Entre la Chine et les Etats-Unis, l’Union européenne cherche la bonne distance

L’offensive de Donald Trump échaude les Européens, qui se méfient également des pratiques commerciales déloyales de la Chine, avec laquelle ils tentent de bâtir une relation plus équilibrée.

Le Monde  – Bien entendu, l’Union européenne (UE) ne répondra pas au président chinois, Xi Jinping, qui l’a appelée, vendredi 11 avril, à l’occasion d’une visite du premier ministre espagnol Pedro Sanchez, à « résister ensemble » à « la coercition unilatérale » de Washington. Elle n’aurait, à vrai dire, aucun intérêt, dans le contexte actuel, à le faire.
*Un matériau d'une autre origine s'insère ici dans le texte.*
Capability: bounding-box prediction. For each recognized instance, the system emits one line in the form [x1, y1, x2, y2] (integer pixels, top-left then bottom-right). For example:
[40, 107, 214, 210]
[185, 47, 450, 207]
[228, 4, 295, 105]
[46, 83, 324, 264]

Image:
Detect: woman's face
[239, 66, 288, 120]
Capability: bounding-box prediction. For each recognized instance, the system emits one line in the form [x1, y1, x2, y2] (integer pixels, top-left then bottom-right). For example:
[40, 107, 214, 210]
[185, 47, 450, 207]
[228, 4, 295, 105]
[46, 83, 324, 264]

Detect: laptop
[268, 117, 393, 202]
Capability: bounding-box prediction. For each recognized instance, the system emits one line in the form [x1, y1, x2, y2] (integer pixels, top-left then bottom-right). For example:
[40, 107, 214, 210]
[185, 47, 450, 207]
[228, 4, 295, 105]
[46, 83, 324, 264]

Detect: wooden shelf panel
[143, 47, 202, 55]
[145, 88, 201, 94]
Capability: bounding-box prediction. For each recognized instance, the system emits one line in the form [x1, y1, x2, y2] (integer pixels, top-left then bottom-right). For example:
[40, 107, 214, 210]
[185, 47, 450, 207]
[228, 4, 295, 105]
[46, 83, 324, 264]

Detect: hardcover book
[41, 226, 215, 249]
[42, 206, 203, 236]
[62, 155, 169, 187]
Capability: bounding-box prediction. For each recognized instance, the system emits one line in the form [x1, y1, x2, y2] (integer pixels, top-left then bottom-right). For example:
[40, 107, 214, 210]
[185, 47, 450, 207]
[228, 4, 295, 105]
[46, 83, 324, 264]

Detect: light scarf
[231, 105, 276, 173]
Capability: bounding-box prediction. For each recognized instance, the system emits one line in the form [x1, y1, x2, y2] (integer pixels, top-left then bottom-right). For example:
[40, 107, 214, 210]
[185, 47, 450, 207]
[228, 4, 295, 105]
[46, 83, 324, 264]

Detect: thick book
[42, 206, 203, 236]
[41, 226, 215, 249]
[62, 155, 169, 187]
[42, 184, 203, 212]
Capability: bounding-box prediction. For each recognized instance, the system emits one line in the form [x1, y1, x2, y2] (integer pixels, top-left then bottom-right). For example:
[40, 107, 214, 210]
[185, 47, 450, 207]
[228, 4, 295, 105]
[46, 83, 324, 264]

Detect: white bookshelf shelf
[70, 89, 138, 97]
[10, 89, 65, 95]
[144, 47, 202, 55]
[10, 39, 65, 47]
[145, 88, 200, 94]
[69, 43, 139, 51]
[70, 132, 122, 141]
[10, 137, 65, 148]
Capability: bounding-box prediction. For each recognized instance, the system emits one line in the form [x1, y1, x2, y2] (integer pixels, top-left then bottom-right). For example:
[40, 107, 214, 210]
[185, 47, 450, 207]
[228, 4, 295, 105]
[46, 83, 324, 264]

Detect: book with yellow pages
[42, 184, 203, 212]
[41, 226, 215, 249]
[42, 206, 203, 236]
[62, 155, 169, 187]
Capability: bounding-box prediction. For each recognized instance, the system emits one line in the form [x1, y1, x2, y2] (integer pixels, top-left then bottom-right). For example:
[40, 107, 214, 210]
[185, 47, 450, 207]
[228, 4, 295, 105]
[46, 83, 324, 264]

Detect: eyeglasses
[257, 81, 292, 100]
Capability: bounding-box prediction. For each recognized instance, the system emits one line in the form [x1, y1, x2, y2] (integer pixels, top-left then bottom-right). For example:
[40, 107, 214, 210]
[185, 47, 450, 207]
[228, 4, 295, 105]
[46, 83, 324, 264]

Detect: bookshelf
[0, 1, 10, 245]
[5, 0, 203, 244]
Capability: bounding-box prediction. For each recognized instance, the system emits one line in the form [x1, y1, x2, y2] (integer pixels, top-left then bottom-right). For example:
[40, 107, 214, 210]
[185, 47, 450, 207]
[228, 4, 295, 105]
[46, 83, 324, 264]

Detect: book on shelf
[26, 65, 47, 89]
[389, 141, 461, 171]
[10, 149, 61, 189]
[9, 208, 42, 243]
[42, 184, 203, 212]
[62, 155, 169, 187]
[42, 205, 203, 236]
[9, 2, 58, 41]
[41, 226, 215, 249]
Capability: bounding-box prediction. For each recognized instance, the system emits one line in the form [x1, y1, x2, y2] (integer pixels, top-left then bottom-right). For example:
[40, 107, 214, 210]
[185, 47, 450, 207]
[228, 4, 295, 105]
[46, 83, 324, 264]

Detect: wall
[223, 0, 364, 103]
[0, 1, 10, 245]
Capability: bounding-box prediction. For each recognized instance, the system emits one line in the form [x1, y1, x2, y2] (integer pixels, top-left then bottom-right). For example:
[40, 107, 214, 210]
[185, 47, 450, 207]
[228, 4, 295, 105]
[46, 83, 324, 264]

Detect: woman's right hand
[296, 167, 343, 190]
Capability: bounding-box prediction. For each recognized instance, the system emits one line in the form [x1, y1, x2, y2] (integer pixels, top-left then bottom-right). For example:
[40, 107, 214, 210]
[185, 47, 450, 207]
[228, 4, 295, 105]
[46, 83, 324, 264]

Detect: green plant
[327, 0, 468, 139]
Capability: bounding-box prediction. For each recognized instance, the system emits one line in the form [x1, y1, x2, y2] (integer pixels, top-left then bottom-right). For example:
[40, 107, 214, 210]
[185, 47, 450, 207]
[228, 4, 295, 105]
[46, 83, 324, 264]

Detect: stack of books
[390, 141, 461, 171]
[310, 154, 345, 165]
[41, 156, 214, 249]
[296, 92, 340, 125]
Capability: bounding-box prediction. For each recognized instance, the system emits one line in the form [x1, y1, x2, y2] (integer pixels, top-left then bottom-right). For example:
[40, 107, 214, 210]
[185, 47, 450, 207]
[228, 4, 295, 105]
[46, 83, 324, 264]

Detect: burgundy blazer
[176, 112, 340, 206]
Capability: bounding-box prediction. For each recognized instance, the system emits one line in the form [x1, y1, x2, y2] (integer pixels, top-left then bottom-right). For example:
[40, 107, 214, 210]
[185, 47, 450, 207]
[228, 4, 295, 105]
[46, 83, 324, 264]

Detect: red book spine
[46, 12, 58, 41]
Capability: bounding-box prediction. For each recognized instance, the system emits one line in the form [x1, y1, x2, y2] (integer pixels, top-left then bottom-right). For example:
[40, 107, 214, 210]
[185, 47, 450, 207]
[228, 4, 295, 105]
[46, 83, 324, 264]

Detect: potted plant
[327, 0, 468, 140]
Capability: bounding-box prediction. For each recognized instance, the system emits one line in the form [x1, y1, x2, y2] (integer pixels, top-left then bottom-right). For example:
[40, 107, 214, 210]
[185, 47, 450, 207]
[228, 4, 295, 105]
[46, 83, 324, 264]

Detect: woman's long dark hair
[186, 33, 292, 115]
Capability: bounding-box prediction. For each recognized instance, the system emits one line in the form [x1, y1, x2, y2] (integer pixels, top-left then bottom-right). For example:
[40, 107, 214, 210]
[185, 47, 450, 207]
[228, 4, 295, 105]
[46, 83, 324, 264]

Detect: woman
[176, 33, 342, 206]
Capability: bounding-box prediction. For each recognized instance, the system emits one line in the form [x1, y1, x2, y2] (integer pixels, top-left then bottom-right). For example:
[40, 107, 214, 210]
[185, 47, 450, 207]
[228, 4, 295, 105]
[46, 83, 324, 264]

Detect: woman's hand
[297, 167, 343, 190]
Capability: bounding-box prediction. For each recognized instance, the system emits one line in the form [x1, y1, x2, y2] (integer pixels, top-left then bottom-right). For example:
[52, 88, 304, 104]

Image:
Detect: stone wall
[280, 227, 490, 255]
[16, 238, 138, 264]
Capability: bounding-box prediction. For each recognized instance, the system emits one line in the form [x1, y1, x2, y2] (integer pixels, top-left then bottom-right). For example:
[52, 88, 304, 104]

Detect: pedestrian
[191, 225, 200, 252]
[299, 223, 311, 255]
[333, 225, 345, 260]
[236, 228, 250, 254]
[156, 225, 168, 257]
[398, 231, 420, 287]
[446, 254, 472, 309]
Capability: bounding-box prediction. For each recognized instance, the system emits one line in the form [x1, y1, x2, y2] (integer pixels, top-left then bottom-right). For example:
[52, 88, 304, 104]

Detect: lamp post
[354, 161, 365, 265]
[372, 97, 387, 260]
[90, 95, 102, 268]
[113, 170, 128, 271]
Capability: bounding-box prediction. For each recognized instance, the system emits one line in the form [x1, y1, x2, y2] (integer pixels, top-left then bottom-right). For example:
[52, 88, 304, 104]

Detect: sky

Certes, les Etats-Unis restent, même aujourd’hui, un allié des Vingt-Sept, quand, depuis 2019, ils voient dans la Chine un « partenaire, concurrent et rival systémique ». « Il n’y aura pas de bascule. Nos intérêts stratégiques resteront plus proches de ceux des Etats-Unis, en termes de valeurs, de démocratie », insiste un diplomate européen. Mais l’offensive protectionniste du président américain, sa gestion du dossier ukrainien avec Moscou, sans parler du risque de voir Washington se désintéresser de la sécurité du Vieux Continent ont convaincu même les plus transatlantistes d’entre eux de prendre leurs distances.

Pour autant, il ne s’agit pas de resserrer trop fortement les liens avec Pékin. Washington, engagé dans une guerre commerciale sans merci avec la Chine, n’apprécierait pas forcément. Ce serait un « pari perdant pour les Européens », qui reviendrait à « se trancher la gorge », a déclaré, le 9 avril, le secrétaire au Trésor Scott Bessent, qui avait alors en vue le déplacement de Pedro Sanchez. « Si on rentre dans le jeu chinois, on se fait prendre dans l’escalade des droits de douane », décrypte un diplomate européen.

Imprévisibilité

Jusqu’ici, Donald Trump n’a pas mis le dossier chinois dans l’équation de ses relations avec le Vieux Continent. Il n’a pas demandé aux Européens des gages sur le sujet, contrairement à son prédécesseur démocrate, Joe Biden, qui voulait les embarquer dans son combat contre la puissance chinoise. Mais rien ne dit que ça n’arrivera pas, compte tenu des pressions d’une partie de son camp et de l’imprévisibilité du père du Make America Great Again.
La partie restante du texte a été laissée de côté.